Twenty-One Farewells
by Emily Kerlin

$15.00

From arcing fireworks to a bat in the belly of a church organ, Emily Kerlin’s poems explore the expansive territory of farewell. Each poem enshrouds the reader in a mystery of loss, some miniscule, others astronomical, coaxing them toward revelation. And in what striking forms these revelations manifest: a boy lost forever as “Mice scuttle in the hay,/ brittle leaves scratch/ in the autumn chill”; a husband struggling with “the constant problem/ of breath”; a plague and its wake of “crocuses pushing purple into this cold March morning.” Kerlin’s poetry compels you to lean in a little closer, to listen and look with more intention, then rewards you with “a spill of starlight,” and “the fragile lace of the human lung.”

Emily Kerlin has called the following things home: a 13-tatami-mat flat in Japan, a gaff-rigged schooner in Manhattan, a stone home on an island in Lake Michigan, a blue left-zip mummy bag in British Columbia, a Guatemalan trimaran in Micronesia, a ski lodge in Montana and a small town near the Baltic coast of Germany. Her current home sits at 728 feet above sea level in Urbana, Illinois where she has been teaching the difference between “chicken” and “kitchen” to English language learners in public schools for the last 20 years. She has published poems in Intima: A Journal of Narrative Medicine, Bridge, Storm Cellar, The Pittsburg Poetry Journal, The MacGuffin, Split Rock Review and Blue Mountain Review.

emilykerlin.com

We are thrilled the announce the winner of our 2023 Dare to be Chapbook Contest, Emily Kerlin, for her manuscript, Twenty-One Farewells!
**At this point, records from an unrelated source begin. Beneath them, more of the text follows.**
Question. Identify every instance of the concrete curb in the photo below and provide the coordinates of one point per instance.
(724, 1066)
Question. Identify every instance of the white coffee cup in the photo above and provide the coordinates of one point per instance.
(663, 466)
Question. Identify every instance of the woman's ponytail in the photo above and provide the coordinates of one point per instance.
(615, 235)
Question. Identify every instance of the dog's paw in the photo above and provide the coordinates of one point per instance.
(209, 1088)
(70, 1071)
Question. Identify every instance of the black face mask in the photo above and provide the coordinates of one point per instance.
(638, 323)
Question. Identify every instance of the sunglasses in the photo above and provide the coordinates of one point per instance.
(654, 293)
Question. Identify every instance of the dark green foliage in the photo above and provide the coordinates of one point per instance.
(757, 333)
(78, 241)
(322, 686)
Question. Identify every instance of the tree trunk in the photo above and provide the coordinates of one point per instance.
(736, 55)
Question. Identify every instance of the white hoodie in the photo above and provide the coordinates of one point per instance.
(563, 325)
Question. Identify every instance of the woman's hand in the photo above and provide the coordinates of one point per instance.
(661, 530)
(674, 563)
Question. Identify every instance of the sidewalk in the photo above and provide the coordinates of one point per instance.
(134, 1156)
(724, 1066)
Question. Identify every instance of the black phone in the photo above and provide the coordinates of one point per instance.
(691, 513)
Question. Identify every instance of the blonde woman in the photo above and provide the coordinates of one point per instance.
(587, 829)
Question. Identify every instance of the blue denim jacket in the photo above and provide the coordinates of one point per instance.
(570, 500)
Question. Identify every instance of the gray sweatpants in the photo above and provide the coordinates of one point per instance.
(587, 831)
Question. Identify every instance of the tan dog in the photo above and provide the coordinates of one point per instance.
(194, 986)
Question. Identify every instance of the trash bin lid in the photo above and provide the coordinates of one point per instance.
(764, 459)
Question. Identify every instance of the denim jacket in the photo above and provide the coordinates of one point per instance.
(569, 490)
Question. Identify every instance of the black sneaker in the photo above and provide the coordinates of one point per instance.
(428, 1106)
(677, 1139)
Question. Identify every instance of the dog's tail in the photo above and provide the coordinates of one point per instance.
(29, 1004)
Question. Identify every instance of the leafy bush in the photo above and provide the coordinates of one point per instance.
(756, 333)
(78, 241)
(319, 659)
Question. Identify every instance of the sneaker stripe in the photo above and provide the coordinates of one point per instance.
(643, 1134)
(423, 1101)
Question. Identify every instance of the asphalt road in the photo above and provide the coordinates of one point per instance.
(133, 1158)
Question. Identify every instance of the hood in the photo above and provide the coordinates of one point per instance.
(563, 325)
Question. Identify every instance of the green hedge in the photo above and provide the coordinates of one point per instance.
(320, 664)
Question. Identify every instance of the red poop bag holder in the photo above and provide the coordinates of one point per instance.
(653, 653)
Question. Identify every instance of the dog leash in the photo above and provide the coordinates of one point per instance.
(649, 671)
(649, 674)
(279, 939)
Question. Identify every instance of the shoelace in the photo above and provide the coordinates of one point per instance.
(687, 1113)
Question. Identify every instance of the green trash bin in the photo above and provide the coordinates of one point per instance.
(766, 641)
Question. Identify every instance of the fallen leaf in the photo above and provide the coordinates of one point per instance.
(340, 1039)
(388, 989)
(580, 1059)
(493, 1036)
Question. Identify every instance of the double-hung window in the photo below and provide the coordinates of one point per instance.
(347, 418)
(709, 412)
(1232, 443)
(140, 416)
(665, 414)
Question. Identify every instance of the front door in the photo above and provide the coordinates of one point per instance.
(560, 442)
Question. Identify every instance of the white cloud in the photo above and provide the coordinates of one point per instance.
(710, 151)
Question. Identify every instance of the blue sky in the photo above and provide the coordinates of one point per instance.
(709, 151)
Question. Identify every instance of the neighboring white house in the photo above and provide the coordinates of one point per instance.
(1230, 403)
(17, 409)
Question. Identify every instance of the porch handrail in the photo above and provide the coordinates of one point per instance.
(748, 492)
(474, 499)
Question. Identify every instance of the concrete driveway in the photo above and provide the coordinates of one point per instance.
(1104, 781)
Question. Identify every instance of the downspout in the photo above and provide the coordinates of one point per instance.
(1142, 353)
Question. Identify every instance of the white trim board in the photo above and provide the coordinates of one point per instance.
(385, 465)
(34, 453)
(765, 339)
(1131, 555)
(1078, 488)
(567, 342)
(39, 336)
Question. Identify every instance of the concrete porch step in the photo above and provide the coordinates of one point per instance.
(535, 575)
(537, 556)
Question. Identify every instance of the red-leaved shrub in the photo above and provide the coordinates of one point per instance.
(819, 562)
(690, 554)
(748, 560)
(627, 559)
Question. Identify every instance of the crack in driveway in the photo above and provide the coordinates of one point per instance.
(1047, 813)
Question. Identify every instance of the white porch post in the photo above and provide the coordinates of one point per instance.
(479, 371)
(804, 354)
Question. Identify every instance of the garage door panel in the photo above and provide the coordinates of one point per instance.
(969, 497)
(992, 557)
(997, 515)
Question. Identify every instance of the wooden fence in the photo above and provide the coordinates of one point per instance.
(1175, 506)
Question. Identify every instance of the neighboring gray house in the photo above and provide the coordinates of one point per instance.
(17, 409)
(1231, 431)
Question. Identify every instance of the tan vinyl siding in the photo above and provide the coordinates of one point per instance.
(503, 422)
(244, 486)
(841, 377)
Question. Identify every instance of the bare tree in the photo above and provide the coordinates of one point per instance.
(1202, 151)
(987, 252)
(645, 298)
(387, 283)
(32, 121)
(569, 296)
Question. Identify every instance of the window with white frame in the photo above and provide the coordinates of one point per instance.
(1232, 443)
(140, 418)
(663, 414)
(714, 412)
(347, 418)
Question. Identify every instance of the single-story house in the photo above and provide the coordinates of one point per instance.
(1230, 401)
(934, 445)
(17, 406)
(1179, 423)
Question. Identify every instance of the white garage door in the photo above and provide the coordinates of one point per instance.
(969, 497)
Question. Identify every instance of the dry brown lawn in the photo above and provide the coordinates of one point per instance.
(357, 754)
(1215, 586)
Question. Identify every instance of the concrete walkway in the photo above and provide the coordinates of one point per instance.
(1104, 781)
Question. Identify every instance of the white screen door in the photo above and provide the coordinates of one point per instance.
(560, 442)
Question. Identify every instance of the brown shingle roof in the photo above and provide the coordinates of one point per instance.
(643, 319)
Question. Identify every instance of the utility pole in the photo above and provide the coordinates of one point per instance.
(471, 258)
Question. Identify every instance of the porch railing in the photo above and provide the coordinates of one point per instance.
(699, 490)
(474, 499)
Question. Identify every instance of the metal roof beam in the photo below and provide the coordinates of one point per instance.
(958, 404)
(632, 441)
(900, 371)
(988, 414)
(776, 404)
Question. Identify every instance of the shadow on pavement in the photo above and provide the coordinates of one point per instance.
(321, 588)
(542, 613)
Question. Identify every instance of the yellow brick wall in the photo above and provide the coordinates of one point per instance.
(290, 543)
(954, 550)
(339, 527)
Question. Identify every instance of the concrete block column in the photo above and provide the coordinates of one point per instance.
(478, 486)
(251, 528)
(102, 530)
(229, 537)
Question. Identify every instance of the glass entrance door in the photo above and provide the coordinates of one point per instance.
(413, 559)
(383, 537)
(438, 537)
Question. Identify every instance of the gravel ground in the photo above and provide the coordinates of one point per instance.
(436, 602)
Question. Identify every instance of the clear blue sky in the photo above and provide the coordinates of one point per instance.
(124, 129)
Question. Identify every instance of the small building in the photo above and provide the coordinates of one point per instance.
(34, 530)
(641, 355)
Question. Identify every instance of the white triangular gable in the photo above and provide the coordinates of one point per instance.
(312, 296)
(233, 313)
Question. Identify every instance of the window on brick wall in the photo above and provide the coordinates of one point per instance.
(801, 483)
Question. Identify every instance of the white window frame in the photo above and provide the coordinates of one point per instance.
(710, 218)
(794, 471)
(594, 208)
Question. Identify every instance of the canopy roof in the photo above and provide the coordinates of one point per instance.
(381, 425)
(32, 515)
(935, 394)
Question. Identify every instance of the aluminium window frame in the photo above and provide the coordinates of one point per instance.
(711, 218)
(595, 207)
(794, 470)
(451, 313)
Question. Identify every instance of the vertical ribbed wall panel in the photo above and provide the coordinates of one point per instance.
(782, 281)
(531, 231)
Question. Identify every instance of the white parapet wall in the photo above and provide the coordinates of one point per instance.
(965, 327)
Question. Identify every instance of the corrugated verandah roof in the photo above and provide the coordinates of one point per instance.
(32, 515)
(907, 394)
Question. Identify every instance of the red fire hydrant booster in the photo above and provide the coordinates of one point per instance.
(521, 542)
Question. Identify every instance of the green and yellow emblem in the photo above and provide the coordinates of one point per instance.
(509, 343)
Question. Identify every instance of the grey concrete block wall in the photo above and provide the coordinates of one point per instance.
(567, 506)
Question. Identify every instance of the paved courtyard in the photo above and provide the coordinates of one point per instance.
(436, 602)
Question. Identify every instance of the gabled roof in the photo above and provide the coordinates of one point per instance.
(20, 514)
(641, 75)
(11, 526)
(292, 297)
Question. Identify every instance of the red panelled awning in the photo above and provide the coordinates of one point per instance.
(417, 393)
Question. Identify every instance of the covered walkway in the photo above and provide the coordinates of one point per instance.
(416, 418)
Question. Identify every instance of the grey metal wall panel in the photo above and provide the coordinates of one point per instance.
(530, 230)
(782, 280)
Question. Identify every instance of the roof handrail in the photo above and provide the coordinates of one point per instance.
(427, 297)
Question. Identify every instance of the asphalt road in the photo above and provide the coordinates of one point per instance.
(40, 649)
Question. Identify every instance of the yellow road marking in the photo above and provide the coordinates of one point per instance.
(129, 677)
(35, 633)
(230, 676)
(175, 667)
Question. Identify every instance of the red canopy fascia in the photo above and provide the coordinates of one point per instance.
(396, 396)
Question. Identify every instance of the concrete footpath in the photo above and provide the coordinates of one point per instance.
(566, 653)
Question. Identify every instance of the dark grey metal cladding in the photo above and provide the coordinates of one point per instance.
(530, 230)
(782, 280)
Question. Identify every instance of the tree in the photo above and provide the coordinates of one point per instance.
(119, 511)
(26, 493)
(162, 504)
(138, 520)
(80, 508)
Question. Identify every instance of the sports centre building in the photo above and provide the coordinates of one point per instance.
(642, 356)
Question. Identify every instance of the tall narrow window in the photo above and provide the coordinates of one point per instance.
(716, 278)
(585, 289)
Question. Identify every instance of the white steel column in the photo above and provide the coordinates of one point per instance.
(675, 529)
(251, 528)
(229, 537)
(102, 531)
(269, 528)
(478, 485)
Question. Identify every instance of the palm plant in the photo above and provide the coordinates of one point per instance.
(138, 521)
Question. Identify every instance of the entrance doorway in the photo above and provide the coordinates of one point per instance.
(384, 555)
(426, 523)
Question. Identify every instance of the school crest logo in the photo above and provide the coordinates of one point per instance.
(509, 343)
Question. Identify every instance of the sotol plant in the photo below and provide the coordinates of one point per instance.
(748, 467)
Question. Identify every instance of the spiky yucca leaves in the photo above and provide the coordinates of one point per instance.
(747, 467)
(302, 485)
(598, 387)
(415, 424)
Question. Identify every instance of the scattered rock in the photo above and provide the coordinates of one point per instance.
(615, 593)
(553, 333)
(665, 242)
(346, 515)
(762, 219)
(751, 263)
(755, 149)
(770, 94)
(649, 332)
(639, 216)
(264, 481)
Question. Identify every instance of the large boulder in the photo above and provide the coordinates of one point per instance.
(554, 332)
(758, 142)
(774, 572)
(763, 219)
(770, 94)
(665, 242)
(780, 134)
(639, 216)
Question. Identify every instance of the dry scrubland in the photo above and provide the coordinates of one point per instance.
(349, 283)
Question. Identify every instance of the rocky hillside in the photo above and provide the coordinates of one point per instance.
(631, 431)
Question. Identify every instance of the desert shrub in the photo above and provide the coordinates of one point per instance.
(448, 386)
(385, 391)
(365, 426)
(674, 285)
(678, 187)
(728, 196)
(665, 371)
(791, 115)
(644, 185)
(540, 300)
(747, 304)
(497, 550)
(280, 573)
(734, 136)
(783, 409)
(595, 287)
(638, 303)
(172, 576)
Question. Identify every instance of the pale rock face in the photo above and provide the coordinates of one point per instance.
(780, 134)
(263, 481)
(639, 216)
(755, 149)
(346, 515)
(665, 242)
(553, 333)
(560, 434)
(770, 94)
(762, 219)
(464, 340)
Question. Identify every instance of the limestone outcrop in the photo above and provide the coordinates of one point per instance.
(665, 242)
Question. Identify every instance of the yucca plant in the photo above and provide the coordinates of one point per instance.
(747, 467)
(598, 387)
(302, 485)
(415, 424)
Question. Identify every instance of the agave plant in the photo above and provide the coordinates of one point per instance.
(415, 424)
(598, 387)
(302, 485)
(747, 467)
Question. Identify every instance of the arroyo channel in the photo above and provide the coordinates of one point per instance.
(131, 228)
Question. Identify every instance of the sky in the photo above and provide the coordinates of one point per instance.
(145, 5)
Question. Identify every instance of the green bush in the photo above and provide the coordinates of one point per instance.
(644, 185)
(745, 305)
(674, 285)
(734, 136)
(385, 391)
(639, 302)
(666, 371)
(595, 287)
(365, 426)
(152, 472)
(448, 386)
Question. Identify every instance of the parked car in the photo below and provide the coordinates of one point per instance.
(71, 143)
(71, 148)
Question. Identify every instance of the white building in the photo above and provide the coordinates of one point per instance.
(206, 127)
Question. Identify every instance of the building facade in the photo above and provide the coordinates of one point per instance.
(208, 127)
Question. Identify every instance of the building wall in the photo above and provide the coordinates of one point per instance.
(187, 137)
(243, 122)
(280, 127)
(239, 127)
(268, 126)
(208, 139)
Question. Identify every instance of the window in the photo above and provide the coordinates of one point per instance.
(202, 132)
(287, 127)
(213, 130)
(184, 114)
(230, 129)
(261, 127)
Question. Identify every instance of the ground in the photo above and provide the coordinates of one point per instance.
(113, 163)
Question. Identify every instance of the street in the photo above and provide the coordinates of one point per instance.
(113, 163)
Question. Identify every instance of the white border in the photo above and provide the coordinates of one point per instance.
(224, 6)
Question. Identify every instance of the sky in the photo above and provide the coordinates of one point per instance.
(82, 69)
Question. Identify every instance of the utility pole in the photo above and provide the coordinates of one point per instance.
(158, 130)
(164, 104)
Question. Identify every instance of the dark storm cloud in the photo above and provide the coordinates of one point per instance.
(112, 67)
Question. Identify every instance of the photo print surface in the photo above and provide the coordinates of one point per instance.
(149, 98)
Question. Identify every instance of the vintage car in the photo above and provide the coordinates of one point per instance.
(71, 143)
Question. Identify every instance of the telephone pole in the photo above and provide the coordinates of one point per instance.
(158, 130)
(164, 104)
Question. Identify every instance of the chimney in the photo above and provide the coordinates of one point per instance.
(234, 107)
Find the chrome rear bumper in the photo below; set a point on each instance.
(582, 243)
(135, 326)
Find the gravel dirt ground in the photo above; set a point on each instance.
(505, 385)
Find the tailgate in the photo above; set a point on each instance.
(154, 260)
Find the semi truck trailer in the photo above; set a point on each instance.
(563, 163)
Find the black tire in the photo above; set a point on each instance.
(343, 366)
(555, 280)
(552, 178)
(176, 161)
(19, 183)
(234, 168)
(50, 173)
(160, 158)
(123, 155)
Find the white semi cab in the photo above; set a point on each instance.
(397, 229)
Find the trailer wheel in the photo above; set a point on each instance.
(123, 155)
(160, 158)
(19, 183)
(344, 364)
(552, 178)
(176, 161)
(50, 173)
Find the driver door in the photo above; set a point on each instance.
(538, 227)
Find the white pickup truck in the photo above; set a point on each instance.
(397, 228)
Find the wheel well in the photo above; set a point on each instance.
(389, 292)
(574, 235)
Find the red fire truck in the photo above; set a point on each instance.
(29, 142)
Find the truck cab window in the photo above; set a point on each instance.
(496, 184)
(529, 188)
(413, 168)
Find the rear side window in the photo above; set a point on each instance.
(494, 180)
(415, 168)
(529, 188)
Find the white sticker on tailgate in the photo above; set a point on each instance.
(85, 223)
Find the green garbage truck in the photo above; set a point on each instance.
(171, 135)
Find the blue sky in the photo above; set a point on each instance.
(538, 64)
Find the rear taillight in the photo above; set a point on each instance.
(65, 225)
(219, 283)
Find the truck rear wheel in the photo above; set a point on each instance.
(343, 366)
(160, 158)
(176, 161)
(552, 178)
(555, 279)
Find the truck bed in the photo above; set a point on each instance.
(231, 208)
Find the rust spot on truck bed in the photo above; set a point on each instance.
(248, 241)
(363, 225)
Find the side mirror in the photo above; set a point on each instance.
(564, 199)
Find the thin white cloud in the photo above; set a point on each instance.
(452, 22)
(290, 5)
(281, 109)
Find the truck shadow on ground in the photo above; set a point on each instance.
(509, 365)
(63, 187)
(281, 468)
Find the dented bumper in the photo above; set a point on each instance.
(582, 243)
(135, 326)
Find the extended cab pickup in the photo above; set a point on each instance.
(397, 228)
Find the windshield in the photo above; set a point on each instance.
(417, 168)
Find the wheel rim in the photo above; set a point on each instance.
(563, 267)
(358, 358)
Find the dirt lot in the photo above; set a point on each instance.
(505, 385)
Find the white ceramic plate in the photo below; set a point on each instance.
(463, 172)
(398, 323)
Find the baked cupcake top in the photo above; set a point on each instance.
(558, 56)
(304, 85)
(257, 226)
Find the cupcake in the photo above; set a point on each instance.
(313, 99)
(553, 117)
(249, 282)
From our Judge, Emily Patterson, “Twenty-One Farewells is a meditation on loss in its many forms: loss of earlier selves, of childhood innocence; loss in nature, in the death of animals both wild and domestic; loss of trust, home, expectation, connection.”

Twenty-One Farewells tells of the many ways loss can manifest in our lives through addiction, mental illness, pandemic shutdown, divorce, parenting, and in our intersection with the natural world around us. I look at my mother and my daughter–and really all women– and feel connected through our farewells, the ones that anguish us and the ones that liberate us.